3 of 173 comments (clear)

  1. Re: Curly braces = good. Indents = bad. by ahankinson · · Score: 3, Informative

    So you're saying a) you have a team that doesn't know how to turn on the 'show whitespace' characters option in every single IDE / code editor, b) a team that doesn't follow a style guide that dictates whether you must use tabs or spaces, and to know why this is important, and c) an important consideration for your work is how to copy and paste code from Stack Overflow. If you get stuck up on indents being a problem, I'll respectfully submit that it's not the language's fault...

  2. Re:Curly braces = good. Indents = bad. by dbrueck · · Score: 4, Informative

    I think I get the point you're trying to make, but I'm a bit dubious - it's a syntactically valid change, so there's no reason for the tool to complain. That's in the same class of errors as deleting a digit from a constant, accidentally pressing '+' instead of '-', removing the '=' from a '=' expression, and so on.
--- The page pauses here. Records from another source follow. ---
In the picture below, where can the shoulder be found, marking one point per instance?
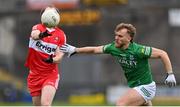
(108, 47)
(38, 27)
(143, 50)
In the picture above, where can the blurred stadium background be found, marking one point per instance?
(88, 79)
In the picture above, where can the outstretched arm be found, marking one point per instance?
(158, 53)
(71, 50)
(89, 50)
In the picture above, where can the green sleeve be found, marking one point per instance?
(144, 51)
(107, 48)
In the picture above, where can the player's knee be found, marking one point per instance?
(36, 103)
(121, 103)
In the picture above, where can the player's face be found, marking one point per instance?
(122, 38)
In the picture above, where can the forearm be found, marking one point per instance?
(89, 50)
(166, 61)
(57, 59)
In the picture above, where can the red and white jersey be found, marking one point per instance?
(41, 49)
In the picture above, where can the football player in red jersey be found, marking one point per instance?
(42, 60)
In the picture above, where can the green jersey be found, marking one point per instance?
(134, 61)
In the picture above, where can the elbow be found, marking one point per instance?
(163, 54)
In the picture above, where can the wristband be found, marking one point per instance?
(169, 73)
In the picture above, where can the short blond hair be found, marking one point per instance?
(131, 30)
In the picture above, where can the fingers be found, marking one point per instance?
(170, 84)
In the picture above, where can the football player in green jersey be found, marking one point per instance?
(133, 58)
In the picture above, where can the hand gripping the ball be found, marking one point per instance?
(69, 49)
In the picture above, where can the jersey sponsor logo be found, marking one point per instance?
(127, 63)
(42, 46)
(147, 51)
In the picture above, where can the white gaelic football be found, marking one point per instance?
(50, 18)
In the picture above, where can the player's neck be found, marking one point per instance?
(125, 46)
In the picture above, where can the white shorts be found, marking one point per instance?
(147, 91)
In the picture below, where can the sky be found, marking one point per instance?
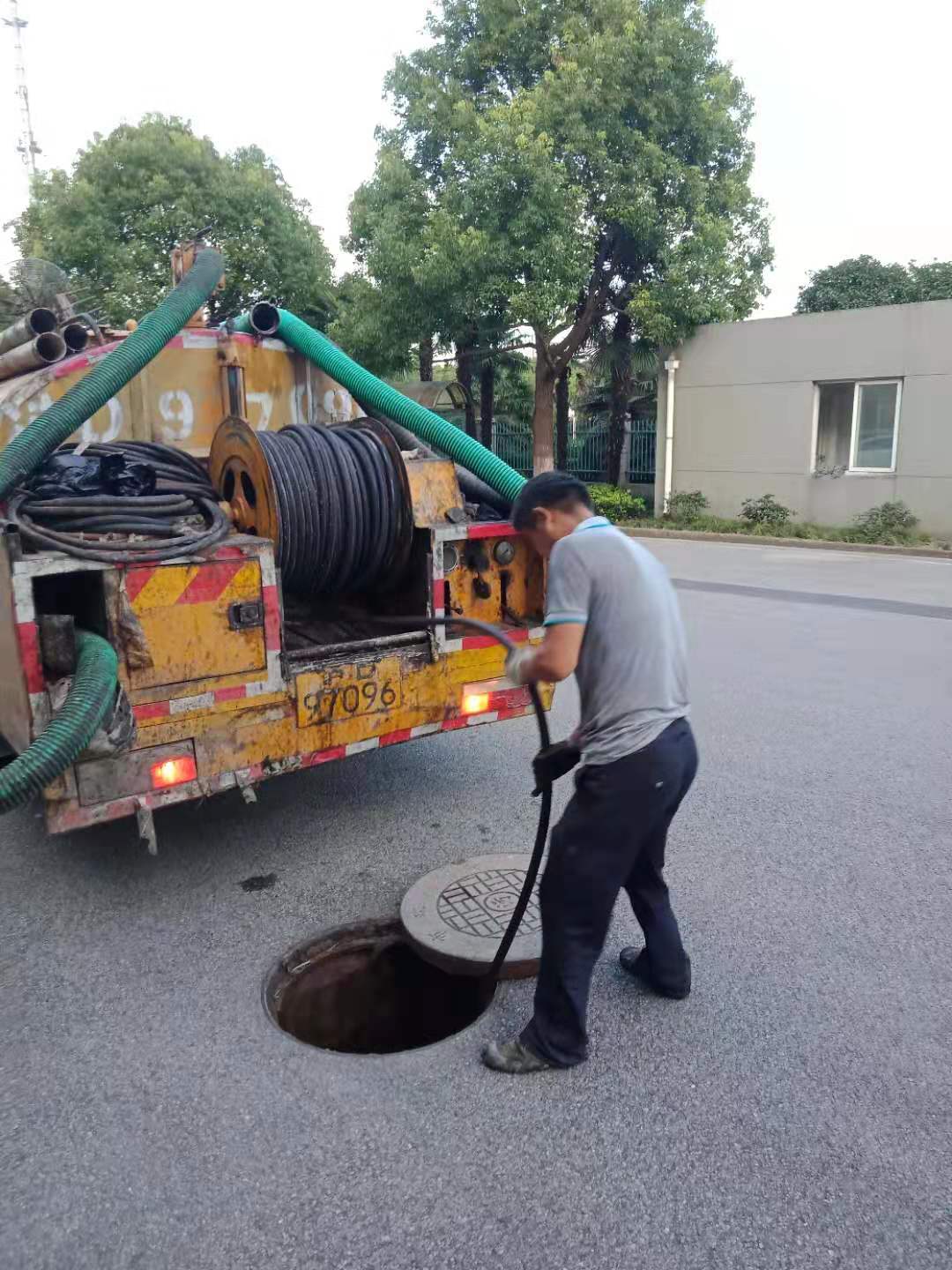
(851, 98)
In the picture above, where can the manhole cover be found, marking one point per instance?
(457, 915)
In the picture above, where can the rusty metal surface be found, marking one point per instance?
(435, 489)
(435, 394)
(43, 351)
(26, 329)
(181, 398)
(103, 779)
(57, 643)
(482, 588)
(240, 473)
(184, 616)
(14, 696)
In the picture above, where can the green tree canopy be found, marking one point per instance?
(576, 153)
(131, 197)
(865, 282)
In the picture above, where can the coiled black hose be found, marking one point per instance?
(340, 504)
(175, 470)
(164, 525)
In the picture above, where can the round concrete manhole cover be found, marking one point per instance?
(457, 915)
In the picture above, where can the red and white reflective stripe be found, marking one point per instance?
(273, 680)
(63, 817)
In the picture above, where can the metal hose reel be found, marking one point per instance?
(335, 502)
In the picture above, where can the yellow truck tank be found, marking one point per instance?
(228, 680)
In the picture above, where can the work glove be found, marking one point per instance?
(553, 762)
(518, 663)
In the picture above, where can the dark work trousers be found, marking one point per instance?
(612, 836)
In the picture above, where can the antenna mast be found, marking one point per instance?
(26, 145)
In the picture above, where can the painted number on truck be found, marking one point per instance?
(348, 691)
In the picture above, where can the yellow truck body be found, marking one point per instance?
(225, 689)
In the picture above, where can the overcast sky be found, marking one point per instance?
(852, 104)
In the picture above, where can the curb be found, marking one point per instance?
(755, 540)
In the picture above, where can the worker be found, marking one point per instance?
(612, 619)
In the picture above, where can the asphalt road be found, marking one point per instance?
(793, 1113)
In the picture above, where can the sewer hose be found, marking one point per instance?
(545, 811)
(89, 701)
(265, 319)
(25, 453)
(95, 681)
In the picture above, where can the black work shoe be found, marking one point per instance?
(513, 1057)
(636, 963)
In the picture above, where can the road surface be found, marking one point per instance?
(793, 1113)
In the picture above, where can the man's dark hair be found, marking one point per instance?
(548, 489)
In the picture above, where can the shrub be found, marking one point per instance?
(686, 504)
(766, 511)
(889, 522)
(616, 503)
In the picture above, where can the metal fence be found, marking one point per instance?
(513, 444)
(641, 452)
(588, 450)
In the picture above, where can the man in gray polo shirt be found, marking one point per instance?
(611, 617)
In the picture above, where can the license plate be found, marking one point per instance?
(348, 691)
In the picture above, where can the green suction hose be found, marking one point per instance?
(88, 704)
(94, 684)
(267, 319)
(26, 451)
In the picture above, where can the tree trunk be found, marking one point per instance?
(542, 459)
(621, 392)
(464, 374)
(562, 421)
(427, 358)
(487, 394)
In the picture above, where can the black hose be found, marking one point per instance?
(342, 508)
(545, 811)
(163, 522)
(161, 525)
(175, 469)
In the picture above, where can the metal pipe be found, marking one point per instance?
(45, 349)
(25, 331)
(671, 366)
(265, 318)
(77, 337)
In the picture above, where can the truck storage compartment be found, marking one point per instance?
(198, 620)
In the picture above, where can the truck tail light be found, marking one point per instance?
(493, 695)
(173, 771)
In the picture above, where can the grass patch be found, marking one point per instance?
(792, 530)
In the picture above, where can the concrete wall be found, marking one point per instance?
(746, 398)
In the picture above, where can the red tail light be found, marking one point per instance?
(173, 771)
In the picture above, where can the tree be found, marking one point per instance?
(113, 220)
(576, 150)
(865, 282)
(362, 326)
(619, 365)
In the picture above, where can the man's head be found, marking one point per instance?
(548, 507)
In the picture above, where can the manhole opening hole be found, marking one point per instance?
(362, 990)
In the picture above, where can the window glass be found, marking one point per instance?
(874, 424)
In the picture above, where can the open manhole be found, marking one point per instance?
(363, 990)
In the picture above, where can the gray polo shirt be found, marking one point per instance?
(632, 667)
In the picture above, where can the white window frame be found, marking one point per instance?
(854, 426)
(854, 430)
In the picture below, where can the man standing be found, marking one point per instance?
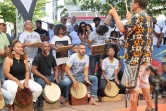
(41, 68)
(28, 37)
(96, 20)
(3, 46)
(139, 32)
(156, 31)
(43, 33)
(51, 31)
(163, 32)
(77, 71)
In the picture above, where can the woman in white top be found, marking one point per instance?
(60, 39)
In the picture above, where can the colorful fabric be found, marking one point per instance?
(139, 31)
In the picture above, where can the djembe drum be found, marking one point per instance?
(2, 103)
(23, 97)
(51, 93)
(113, 91)
(79, 96)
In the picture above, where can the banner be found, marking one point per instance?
(157, 55)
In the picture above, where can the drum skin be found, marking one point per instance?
(51, 93)
(80, 92)
(113, 91)
(23, 97)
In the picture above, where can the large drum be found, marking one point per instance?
(23, 97)
(2, 103)
(80, 92)
(51, 93)
(113, 91)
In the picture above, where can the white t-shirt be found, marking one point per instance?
(77, 65)
(62, 57)
(109, 68)
(155, 39)
(27, 37)
(75, 38)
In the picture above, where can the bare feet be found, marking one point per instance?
(94, 103)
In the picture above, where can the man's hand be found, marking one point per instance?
(26, 84)
(87, 81)
(47, 81)
(29, 44)
(20, 85)
(75, 85)
(128, 15)
(113, 12)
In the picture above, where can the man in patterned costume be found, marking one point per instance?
(138, 32)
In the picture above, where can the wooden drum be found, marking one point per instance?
(51, 93)
(80, 92)
(113, 91)
(2, 103)
(98, 49)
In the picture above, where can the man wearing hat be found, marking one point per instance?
(3, 46)
(96, 20)
(74, 35)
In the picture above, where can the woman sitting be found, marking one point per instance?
(109, 72)
(17, 72)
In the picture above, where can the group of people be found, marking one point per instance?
(45, 65)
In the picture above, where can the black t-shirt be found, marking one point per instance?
(44, 64)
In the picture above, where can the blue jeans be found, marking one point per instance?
(7, 96)
(93, 60)
(1, 72)
(92, 79)
(61, 84)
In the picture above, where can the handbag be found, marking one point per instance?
(130, 74)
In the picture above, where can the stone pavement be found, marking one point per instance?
(105, 106)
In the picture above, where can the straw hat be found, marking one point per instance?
(2, 21)
(80, 92)
(113, 91)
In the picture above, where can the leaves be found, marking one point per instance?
(8, 10)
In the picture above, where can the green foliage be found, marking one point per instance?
(8, 10)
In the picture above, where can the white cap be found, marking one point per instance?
(2, 21)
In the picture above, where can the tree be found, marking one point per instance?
(7, 10)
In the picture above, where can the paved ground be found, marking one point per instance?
(105, 106)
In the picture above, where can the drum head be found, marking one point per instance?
(51, 93)
(2, 103)
(80, 93)
(37, 44)
(113, 91)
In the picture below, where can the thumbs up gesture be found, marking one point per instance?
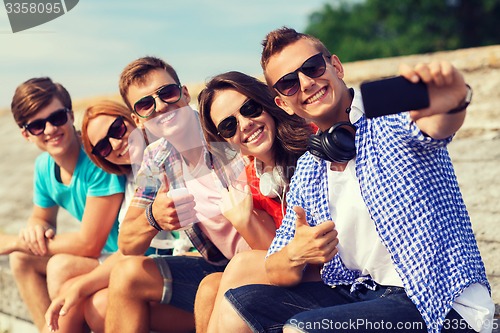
(312, 245)
(173, 209)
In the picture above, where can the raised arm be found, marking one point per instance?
(256, 226)
(447, 91)
(310, 245)
(137, 229)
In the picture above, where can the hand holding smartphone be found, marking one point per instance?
(393, 95)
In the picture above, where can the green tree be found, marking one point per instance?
(358, 30)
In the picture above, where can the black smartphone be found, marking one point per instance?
(393, 95)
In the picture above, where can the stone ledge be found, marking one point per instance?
(12, 305)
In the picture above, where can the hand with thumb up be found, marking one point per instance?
(312, 244)
(173, 209)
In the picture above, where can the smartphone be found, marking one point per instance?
(393, 95)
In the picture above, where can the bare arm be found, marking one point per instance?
(255, 226)
(136, 232)
(447, 90)
(83, 287)
(310, 245)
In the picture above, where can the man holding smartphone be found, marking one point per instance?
(385, 219)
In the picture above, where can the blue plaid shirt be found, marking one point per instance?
(409, 186)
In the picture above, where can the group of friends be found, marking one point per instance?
(276, 206)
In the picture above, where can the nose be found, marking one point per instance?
(49, 128)
(115, 143)
(305, 81)
(244, 123)
(161, 106)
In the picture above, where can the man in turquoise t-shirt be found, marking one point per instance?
(64, 177)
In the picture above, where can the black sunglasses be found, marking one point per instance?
(313, 67)
(116, 130)
(56, 118)
(227, 127)
(171, 93)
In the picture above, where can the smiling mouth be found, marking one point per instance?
(124, 151)
(254, 135)
(316, 97)
(168, 116)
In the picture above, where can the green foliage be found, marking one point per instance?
(358, 30)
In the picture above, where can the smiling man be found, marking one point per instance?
(64, 177)
(157, 293)
(385, 218)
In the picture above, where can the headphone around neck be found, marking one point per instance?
(271, 183)
(334, 145)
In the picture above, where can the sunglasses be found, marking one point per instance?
(56, 118)
(227, 127)
(171, 93)
(289, 83)
(116, 131)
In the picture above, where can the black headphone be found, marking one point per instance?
(334, 145)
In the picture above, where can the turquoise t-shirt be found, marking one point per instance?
(87, 181)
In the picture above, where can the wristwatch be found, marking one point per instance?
(464, 103)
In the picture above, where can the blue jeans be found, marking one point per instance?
(181, 277)
(315, 307)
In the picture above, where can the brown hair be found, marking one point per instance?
(137, 72)
(108, 108)
(35, 94)
(278, 39)
(291, 131)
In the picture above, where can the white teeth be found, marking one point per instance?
(254, 135)
(316, 96)
(168, 117)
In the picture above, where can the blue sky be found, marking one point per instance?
(87, 48)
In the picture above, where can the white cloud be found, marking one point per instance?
(86, 48)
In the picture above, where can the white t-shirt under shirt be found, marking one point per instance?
(361, 249)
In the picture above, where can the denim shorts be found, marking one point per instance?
(181, 277)
(316, 307)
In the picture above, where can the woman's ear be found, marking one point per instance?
(283, 105)
(185, 93)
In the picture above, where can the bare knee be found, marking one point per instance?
(231, 320)
(95, 310)
(209, 286)
(130, 276)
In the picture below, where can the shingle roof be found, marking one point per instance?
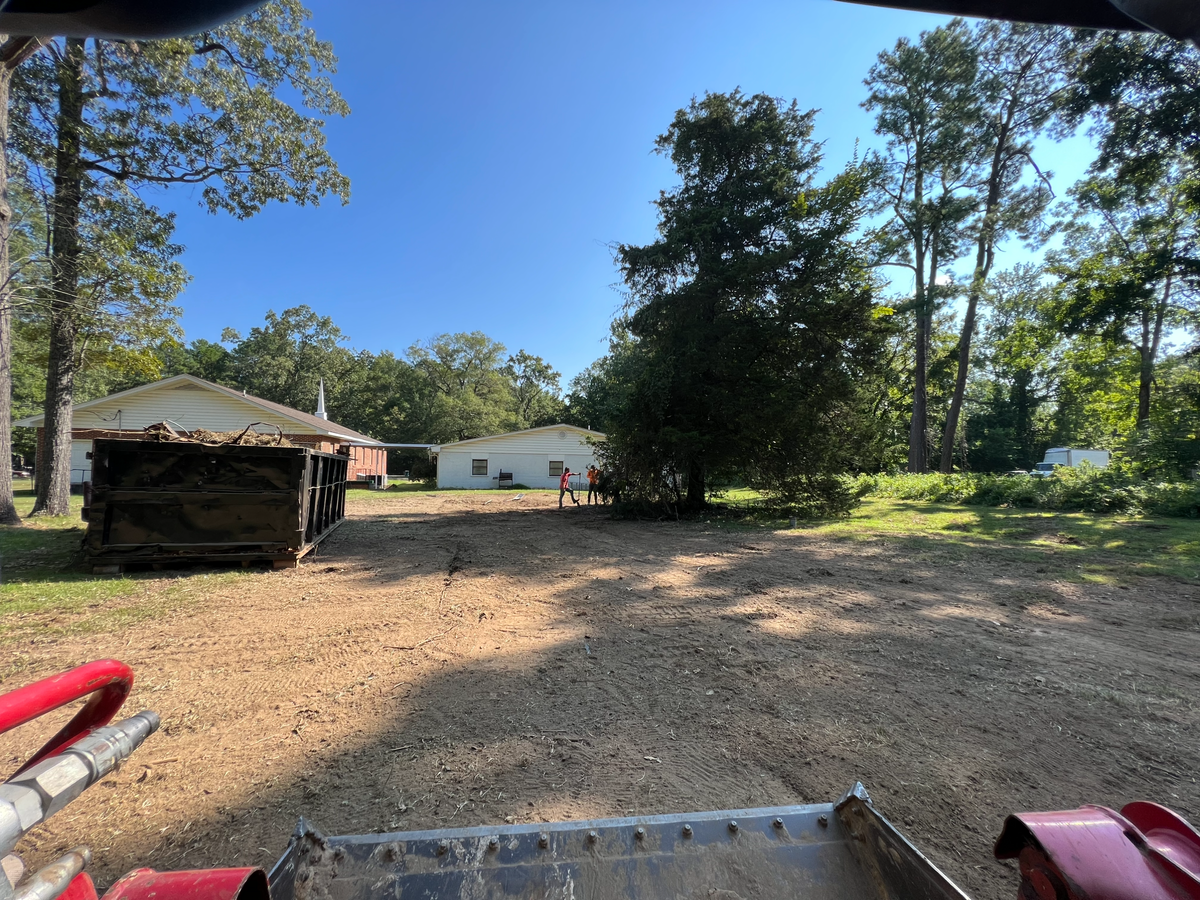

    I personally don't care if certain people like Python or not - language preference is often fairly subjective. I'm doubtful, however, about claims that the indenting is bad in any objective way - I've seen too many people use it for too many years on too many projects without it being a problem. I mean, don't you think this would be tripping people up constantly if it were a real issue in practice?

    I've watched veteran devs pick up Python as well as recent college grads pick it up, and this just isn't an issue. I can maybe/kinda/sorta almost convince myself that I've just been extraordinarily lucky to have never had this be a problem, but for it to not be a common problem for all of those other people, on all of those other projects? Nah, it just doesn't add up. Everything I've seen suggests that this is a problem that could occur in theory, but rarely if ever does in practice.

  3. Re: Curly braces = good. Indents = bad. by Dutch+Gun · · Score: 3, Informative

    I'd bet it's about as much an exaggeration as people claiming that C++'s operator overloading hides all sorts of crazy logic and performance pitfalls. I've been programming in C++ for decades on million-line projects, and not once have I seen anything like that.

    I've actually been programming in Python the past few months. Because the indentation require aligns with what you naturally do as a programmer, it hasn't seemed all that problematic to me.

    C++ has a ton of really nasty, subtle pitfalls that you just have to learn to avoid through rigorous self-discipline: Don't forget to initialize your variables. Don't forget your virtual destructor. Don't return and use the address of a temporary variable. Don't screw up your copy and move constructors. Etc, etc. Seen all of these cause issues that were tricky to track down in real life.

    I dunno, in practice C++ still seems a hell of a lot trickier to use than Python, so I have a hard time getting worked up about indentation when I'm using to working in a language with beartraps and landmines liberally sprinkled throughout it. Maybe I'll have a different opinion if I work on it longer.

    --
    Irony: Agile development has too much intertia to be abandoned now.